Transforming Change Data Capture (CDC) into Type 2 SCD in dbt

Change Data Capture (CDC) tracks every insert, update, and delete in a source system. It’s an excellent mechanism for data movement — keeping systems synchronized and detecting changes efficiently.

However, CDC streams are not designed for analytical queries. They tell you what changed and when, but not what was valid at a given point in time. For reporting and dimensional modeling, we often need a more structured history. That’s where Type 2 Slowly Changing Dimensions (SCD2) come in.

Why transform CDC into Type 2 SCD?

CDC data is typically event-based rather than state-based. Consider a simple example of a person table replicated via CDC:

id	name	cdc_operation	cdc_seq	row_valid_from
1	Alice	I	1	2022-01-01
1	Alice	U	2	2022-06-01
1	Alice	D	3	2023-01-01

While this shows that Alice was inserted, updated, and later deleted, it doesn’t define her validity periods in a way that can be queried historically. By transforming this stream into a Type 2 SCD, we gain:

Historical tracking — each change defines a valid time range (row_valid_from → row_valid_to)
Point-in-time analysis — we can easily ask “what was true as of this date?”
Efficient incremental updates — only rebuild entities that changed
Analytical clarity — redundant or empty CDC delete events are excluded, since they hold no business content

This dbt macro converts CDC-formatted data into a Type 2 SCD table.
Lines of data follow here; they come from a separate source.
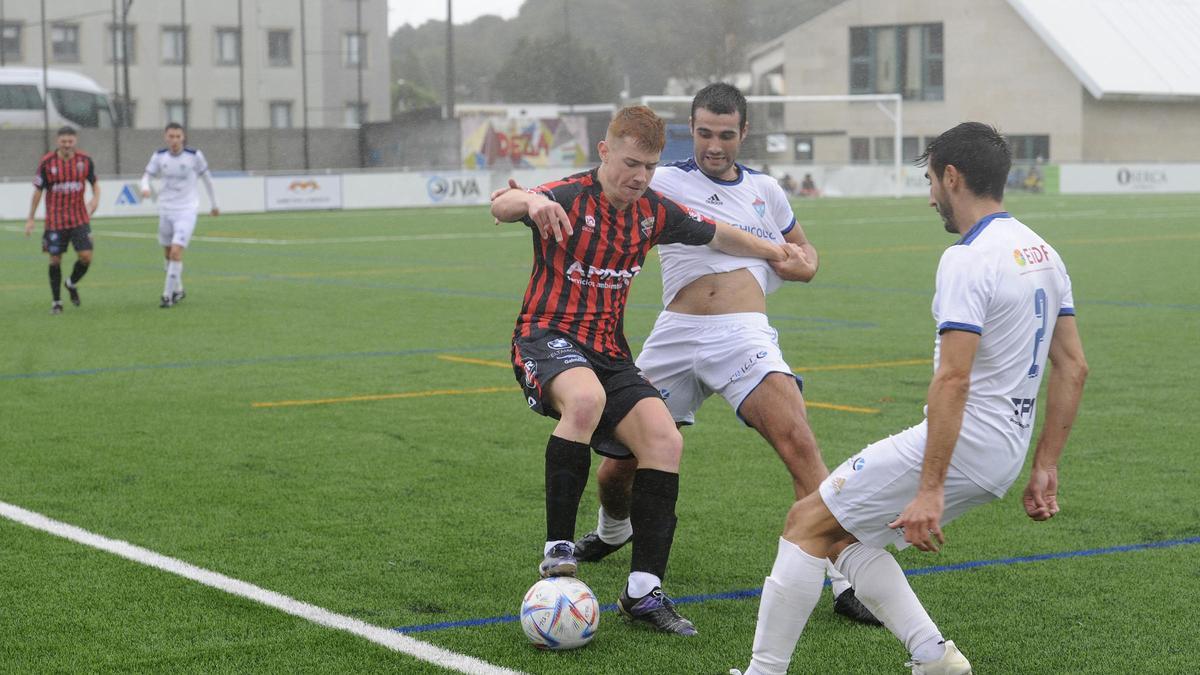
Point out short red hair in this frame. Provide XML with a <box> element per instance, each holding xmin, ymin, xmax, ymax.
<box><xmin>606</xmin><ymin>105</ymin><xmax>665</xmax><ymax>154</ymax></box>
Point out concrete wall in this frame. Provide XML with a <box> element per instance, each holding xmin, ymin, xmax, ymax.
<box><xmin>1081</xmin><ymin>98</ymin><xmax>1200</xmax><ymax>162</ymax></box>
<box><xmin>774</xmin><ymin>0</ymin><xmax>1084</xmax><ymax>162</ymax></box>
<box><xmin>0</xmin><ymin>128</ymin><xmax>361</xmax><ymax>178</ymax></box>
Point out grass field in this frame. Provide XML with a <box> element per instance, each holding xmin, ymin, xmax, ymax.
<box><xmin>2</xmin><ymin>193</ymin><xmax>1198</xmax><ymax>674</ymax></box>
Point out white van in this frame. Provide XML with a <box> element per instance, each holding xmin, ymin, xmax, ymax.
<box><xmin>0</xmin><ymin>67</ymin><xmax>117</xmax><ymax>129</ymax></box>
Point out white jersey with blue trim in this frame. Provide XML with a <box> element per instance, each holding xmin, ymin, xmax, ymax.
<box><xmin>650</xmin><ymin>160</ymin><xmax>796</xmax><ymax>307</ymax></box>
<box><xmin>143</xmin><ymin>147</ymin><xmax>210</xmax><ymax>211</ymax></box>
<box><xmin>931</xmin><ymin>211</ymin><xmax>1075</xmax><ymax>495</ymax></box>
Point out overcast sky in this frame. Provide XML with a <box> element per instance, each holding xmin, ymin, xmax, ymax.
<box><xmin>388</xmin><ymin>0</ymin><xmax>525</xmax><ymax>31</ymax></box>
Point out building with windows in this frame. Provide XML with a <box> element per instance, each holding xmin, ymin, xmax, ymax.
<box><xmin>0</xmin><ymin>0</ymin><xmax>387</xmax><ymax>129</ymax></box>
<box><xmin>747</xmin><ymin>0</ymin><xmax>1200</xmax><ymax>164</ymax></box>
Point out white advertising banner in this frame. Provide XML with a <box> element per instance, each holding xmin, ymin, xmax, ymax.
<box><xmin>265</xmin><ymin>175</ymin><xmax>343</xmax><ymax>210</ymax></box>
<box><xmin>343</xmin><ymin>171</ymin><xmax>492</xmax><ymax>209</ymax></box>
<box><xmin>1059</xmin><ymin>163</ymin><xmax>1200</xmax><ymax>194</ymax></box>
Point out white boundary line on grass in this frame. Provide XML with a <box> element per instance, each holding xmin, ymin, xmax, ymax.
<box><xmin>0</xmin><ymin>224</ymin><xmax>529</xmax><ymax>245</ymax></box>
<box><xmin>0</xmin><ymin>500</ymin><xmax>524</xmax><ymax>675</ymax></box>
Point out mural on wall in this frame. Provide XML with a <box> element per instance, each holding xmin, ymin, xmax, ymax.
<box><xmin>462</xmin><ymin>116</ymin><xmax>589</xmax><ymax>169</ymax></box>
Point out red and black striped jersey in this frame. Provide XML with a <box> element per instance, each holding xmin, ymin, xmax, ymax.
<box><xmin>33</xmin><ymin>150</ymin><xmax>96</xmax><ymax>231</ymax></box>
<box><xmin>514</xmin><ymin>168</ymin><xmax>717</xmax><ymax>359</ymax></box>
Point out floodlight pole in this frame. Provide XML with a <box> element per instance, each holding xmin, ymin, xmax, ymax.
<box><xmin>641</xmin><ymin>93</ymin><xmax>905</xmax><ymax>198</ymax></box>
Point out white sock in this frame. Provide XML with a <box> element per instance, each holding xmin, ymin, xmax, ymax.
<box><xmin>826</xmin><ymin>559</ymin><xmax>852</xmax><ymax>597</ymax></box>
<box><xmin>164</xmin><ymin>261</ymin><xmax>182</xmax><ymax>297</ymax></box>
<box><xmin>542</xmin><ymin>539</ymin><xmax>572</xmax><ymax>556</ymax></box>
<box><xmin>743</xmin><ymin>538</ymin><xmax>826</xmax><ymax>675</ymax></box>
<box><xmin>626</xmin><ymin>571</ymin><xmax>661</xmax><ymax>598</ymax></box>
<box><xmin>596</xmin><ymin>506</ymin><xmax>632</xmax><ymax>544</ymax></box>
<box><xmin>834</xmin><ymin>542</ymin><xmax>943</xmax><ymax>661</ymax></box>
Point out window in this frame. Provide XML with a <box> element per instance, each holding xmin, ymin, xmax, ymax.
<box><xmin>1</xmin><ymin>22</ymin><xmax>21</xmax><ymax>62</ymax></box>
<box><xmin>270</xmin><ymin>101</ymin><xmax>292</xmax><ymax>128</ymax></box>
<box><xmin>874</xmin><ymin>137</ymin><xmax>895</xmax><ymax>163</ymax></box>
<box><xmin>267</xmin><ymin>30</ymin><xmax>291</xmax><ymax>67</ymax></box>
<box><xmin>850</xmin><ymin>137</ymin><xmax>870</xmax><ymax>164</ymax></box>
<box><xmin>106</xmin><ymin>25</ymin><xmax>136</xmax><ymax>64</ymax></box>
<box><xmin>51</xmin><ymin>24</ymin><xmax>80</xmax><ymax>63</ymax></box>
<box><xmin>849</xmin><ymin>23</ymin><xmax>942</xmax><ymax>100</ymax></box>
<box><xmin>794</xmin><ymin>137</ymin><xmax>814</xmax><ymax>162</ymax></box>
<box><xmin>0</xmin><ymin>84</ymin><xmax>42</xmax><ymax>109</ymax></box>
<box><xmin>215</xmin><ymin>100</ymin><xmax>241</xmax><ymax>129</ymax></box>
<box><xmin>164</xmin><ymin>99</ymin><xmax>188</xmax><ymax>125</ymax></box>
<box><xmin>1007</xmin><ymin>135</ymin><xmax>1050</xmax><ymax>162</ymax></box>
<box><xmin>215</xmin><ymin>28</ymin><xmax>240</xmax><ymax>66</ymax></box>
<box><xmin>343</xmin><ymin>32</ymin><xmax>366</xmax><ymax>67</ymax></box>
<box><xmin>162</xmin><ymin>26</ymin><xmax>187</xmax><ymax>65</ymax></box>
<box><xmin>902</xmin><ymin>136</ymin><xmax>920</xmax><ymax>162</ymax></box>
<box><xmin>344</xmin><ymin>102</ymin><xmax>366</xmax><ymax>127</ymax></box>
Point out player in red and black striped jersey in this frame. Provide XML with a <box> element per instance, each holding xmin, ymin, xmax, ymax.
<box><xmin>492</xmin><ymin>105</ymin><xmax>805</xmax><ymax>635</ymax></box>
<box><xmin>24</xmin><ymin>126</ymin><xmax>100</xmax><ymax>314</ymax></box>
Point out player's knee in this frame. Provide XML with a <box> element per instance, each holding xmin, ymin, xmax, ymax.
<box><xmin>782</xmin><ymin>493</ymin><xmax>825</xmax><ymax>538</ymax></box>
<box><xmin>559</xmin><ymin>388</ymin><xmax>606</xmax><ymax>427</ymax></box>
<box><xmin>641</xmin><ymin>425</ymin><xmax>683</xmax><ymax>467</ymax></box>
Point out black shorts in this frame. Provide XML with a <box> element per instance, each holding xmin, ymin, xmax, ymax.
<box><xmin>512</xmin><ymin>328</ymin><xmax>661</xmax><ymax>456</ymax></box>
<box><xmin>42</xmin><ymin>225</ymin><xmax>93</xmax><ymax>256</ymax></box>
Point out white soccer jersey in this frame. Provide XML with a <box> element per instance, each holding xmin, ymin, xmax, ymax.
<box><xmin>142</xmin><ymin>147</ymin><xmax>212</xmax><ymax>211</ymax></box>
<box><xmin>650</xmin><ymin>160</ymin><xmax>796</xmax><ymax>306</ymax></box>
<box><xmin>931</xmin><ymin>212</ymin><xmax>1075</xmax><ymax>495</ymax></box>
It handles incremental loading, validity periods, and active flagging automatically.

{% macro sdp_cdc_to_type2(
    src_table,
    src_model,
    src_pk_cols
) %}

{% set unique_key_cols = src_pk_cols + ['cdc_seq'] %}

{{ config(
    materialized='incremental',
    incremental_strategy='merge',
    unique_key=unique_key_cols,
    on_schema_change='append_new_columns',
    file_format='delta'
) }}

{% set src_pk_cols_csv = src_pk_cols | join(', ') %}

with

{% if is_incremental() %}
affected_keys as (
    -- Identify keys that have changed since the last run
    select distinct {{ src_pk_cols_csv }} from {{ ref(src_model) }}
    where incremental_timestamp > nvl((select max(incremental_timestamp) from {{ this }}), '1900-01-01'::timestamp)
),
{% endif %}

events_to_rebuild as (
    -- Select relevant events to rebuild as Type 2
    select s.* except (s.row_processed_at)
    from {{ ref(src_model) }} as s
    {% if is_incremental() %}
    join affected_keys as ak
      on {% for key in src_pk_cols %}s.{{ key }} = ak.{{ key }}{% if not loop.last %} and {% endif %}{% endfor %}
    {% endif %}
),

calculated as (
    -- Define the validity ranges and identify deletions
    select
        *,
        lead(row_valid_from) over (
            partition by {{ src_pk_cols_csv }}
            order by cdc_seq
        ) as row_valid_to,
        max(case when cdc_operation = 'D' then row_valid_from end)
            over (partition by {{ src_pk_cols_csv }}) as row_deleted_at
    from events_to_rebuild
),

final as (
    -- Keep only meaningful records (ignore pure delete events)
    select
        *,
        case when row_valid_to is null then true else false end as is_active,
        current_timestamp() as row_processed_at
    from calculated
    where cdc_operation != 'D' or (row_deleted_at is not null and row_valid_from < row_deleted_at)
)

select * from final
{% endmacro %}

How it works

Detects affected entities On incremental runs, it limits processing to only those primary keys that changed since the last timestamp.
Builds validity ranges Using LEAD(), the macro determines the row_valid_to timestamp — when the next change occurred for the same entity.
Handles deletions gracefully Since deleted rows often contain no meaningful business data, pure delete events are excluded. The final table will reflect that an entity’s history ended at the deletion timestamp, without storing an empty record.
Flags active records The most recent record for each entity is marked with is_active = true.

Example result

id	name	row_valid_from	row_valid_to	cdc_operation	is_active
1	Alice	2022-01-01	2022-06-01	I	false
1	Alice	2022-06-01	2023-01-01	U	false

After Alice’s deletion event, the final record simply ends at 2023-01-01, and no delete row is kept — reflecting that she was removed but without introducing an empty record.

Now you can easily query her historical state:

select *
from {{ ref('dim_person') }}
where '2022-07-01' between row_valid_from and coalesce(row_valid_to, '9999-12-31')

CDC tells us what changed — SCD2 tells us what was true and when. By transforming CDC streams into Type 2 Slowly Changing Dimensions in dbt, we gain a reliable and queryable history of our data.

Maintains complete validity periods
Excludes deletion events that carry no content
Enables time-based and point-in-time analytics
Integrates seamlessly into incremental dbt models

The sdp_cdc_to_type2 macro brings clarity, structure, and efficiency to CDC-driven data pipelines — turning streams of change into meaningful analytical history.